Myriam – Eh bien tu vois… J’ai un nouveau collègue au travail mais on s’entend comme des potes. Il est super élégant, super galant… Il me fait plein de compliments. De temps en temps, il m’apporte des chocolats que j’adore. Je me sens importante et belle dans ses yeux. C’est magique entre nous. Ça me change du rôle de maman, de femme de ménage et d’épouse que je joue à la maison. J’ai l’impression de mentir dans ma vie de famille. J’ai l’impression d’être moi-même avec lui… Et pourtant, il ne s’est rien passé entre nous.

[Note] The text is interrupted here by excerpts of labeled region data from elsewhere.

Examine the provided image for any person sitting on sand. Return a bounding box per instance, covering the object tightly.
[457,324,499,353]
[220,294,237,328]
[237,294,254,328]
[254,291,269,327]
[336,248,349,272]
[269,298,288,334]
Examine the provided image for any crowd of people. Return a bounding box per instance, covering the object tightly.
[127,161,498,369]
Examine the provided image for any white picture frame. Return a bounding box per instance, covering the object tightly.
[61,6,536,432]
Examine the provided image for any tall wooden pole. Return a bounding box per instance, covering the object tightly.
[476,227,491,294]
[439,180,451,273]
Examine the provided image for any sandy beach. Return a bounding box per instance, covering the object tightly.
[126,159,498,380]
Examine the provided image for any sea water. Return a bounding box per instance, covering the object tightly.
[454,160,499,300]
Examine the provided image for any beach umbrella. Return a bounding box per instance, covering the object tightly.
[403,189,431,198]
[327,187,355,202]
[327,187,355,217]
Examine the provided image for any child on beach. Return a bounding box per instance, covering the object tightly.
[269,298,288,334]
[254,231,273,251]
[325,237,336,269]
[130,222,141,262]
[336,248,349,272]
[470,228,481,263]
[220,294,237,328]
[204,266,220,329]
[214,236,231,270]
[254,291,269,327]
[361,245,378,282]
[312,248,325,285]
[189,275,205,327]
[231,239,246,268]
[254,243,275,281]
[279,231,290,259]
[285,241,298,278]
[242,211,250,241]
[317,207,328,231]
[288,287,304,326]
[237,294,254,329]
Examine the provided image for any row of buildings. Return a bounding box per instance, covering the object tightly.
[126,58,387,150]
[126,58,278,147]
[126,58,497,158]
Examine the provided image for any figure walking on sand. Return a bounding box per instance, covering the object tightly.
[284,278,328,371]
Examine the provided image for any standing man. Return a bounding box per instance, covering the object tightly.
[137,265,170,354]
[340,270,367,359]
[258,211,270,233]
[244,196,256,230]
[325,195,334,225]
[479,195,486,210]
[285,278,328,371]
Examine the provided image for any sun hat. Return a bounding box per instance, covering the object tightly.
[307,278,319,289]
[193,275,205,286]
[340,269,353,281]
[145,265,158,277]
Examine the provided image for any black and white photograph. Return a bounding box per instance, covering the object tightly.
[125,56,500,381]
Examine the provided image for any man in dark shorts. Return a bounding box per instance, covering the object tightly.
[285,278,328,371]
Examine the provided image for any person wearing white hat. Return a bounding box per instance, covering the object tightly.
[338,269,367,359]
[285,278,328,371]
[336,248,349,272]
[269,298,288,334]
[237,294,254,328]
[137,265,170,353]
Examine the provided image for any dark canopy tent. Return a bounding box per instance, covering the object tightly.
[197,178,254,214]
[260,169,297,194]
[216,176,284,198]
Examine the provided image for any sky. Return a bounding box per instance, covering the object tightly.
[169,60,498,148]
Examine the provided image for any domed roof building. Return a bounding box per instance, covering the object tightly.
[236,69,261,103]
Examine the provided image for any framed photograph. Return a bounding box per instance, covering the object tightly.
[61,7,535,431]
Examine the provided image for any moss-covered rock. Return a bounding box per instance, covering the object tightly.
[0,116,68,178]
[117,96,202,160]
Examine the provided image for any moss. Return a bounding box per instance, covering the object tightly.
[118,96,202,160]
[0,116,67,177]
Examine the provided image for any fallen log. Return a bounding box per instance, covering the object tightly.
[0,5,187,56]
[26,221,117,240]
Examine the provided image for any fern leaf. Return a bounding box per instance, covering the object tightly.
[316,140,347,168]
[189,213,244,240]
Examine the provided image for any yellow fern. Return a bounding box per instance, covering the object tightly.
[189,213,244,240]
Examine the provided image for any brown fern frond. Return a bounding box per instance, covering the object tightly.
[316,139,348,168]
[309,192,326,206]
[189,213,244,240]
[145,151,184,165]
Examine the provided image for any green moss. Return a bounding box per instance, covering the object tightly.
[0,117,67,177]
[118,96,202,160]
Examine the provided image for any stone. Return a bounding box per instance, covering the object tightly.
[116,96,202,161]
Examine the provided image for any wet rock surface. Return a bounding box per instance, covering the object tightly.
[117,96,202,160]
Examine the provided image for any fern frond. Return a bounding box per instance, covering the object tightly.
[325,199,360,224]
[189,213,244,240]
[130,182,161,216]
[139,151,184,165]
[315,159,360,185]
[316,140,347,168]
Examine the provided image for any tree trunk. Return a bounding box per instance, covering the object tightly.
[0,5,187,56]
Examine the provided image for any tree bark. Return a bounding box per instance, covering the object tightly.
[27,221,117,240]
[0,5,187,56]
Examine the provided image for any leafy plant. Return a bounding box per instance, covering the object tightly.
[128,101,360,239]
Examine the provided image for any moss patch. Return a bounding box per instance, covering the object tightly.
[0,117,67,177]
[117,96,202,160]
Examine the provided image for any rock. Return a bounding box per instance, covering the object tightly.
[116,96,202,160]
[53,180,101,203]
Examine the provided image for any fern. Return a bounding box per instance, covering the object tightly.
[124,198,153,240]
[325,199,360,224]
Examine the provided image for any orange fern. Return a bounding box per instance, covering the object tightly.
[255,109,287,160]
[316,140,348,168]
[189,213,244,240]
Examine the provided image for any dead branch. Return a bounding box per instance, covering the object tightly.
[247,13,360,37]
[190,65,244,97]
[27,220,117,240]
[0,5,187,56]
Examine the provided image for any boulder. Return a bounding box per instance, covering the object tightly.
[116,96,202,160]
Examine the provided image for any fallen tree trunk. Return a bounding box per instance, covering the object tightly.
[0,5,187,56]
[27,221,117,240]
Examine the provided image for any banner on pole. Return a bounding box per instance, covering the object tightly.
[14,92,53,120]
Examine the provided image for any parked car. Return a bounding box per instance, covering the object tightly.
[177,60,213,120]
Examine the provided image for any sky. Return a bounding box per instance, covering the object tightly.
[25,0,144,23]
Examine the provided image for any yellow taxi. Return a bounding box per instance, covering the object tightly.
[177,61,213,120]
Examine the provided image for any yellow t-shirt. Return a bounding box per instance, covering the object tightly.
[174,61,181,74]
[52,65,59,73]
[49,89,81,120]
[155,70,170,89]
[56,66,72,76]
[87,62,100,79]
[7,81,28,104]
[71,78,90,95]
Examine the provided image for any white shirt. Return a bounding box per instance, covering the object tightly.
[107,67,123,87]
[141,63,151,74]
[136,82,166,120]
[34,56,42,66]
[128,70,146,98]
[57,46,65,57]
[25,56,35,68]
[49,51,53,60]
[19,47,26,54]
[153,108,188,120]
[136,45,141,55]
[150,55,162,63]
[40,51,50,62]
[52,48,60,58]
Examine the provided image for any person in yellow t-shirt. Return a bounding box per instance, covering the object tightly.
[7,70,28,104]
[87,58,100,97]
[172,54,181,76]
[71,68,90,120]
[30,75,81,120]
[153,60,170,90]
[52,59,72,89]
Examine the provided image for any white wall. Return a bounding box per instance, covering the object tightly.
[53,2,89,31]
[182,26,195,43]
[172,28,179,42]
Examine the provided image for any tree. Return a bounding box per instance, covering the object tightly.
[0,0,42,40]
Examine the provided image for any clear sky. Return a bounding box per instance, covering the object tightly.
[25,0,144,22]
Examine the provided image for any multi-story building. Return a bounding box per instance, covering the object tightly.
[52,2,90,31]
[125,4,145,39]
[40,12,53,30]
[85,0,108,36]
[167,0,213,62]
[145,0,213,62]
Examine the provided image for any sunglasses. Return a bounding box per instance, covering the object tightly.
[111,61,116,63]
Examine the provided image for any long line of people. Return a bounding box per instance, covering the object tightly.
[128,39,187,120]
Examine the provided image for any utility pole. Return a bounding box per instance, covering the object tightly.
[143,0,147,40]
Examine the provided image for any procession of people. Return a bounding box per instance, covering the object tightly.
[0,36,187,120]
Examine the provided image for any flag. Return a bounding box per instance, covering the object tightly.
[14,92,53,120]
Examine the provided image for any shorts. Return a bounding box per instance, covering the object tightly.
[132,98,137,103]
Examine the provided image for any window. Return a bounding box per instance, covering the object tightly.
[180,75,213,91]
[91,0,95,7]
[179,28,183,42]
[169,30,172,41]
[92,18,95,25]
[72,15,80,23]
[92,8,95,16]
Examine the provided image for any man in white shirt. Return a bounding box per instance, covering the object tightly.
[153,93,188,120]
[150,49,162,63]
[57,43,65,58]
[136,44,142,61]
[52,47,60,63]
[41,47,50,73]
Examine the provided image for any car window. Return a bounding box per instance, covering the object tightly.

Je ne me vois pas trahir mon mari…

Moi – Oui, d’accord ! Que tu sois tout à coup séduite par un autre homme que ton mari, ça peut arriver à n’importe qui. Mais de là à briser ton couple et ta famille… : est-ce que ça en vaut la peine ?

Myriam – En fait, tout s’est passé très vite une fois mariée. On a emménagé ensemble. On a eu un premier enfant. On a déménagé deux fois pour avoir plus de places pour nos enfants. C’était toujours la course. Les choses s’enchaînaient. Je n’avais pas de temps pour moi. Maintenant qu’on a emménagé dans notre nouvelle maison qu’on a achetée, que les enfants sont à l’école, et que j’ai repris mon travail, je me rends compte de tout ce que j’ai sacrifié.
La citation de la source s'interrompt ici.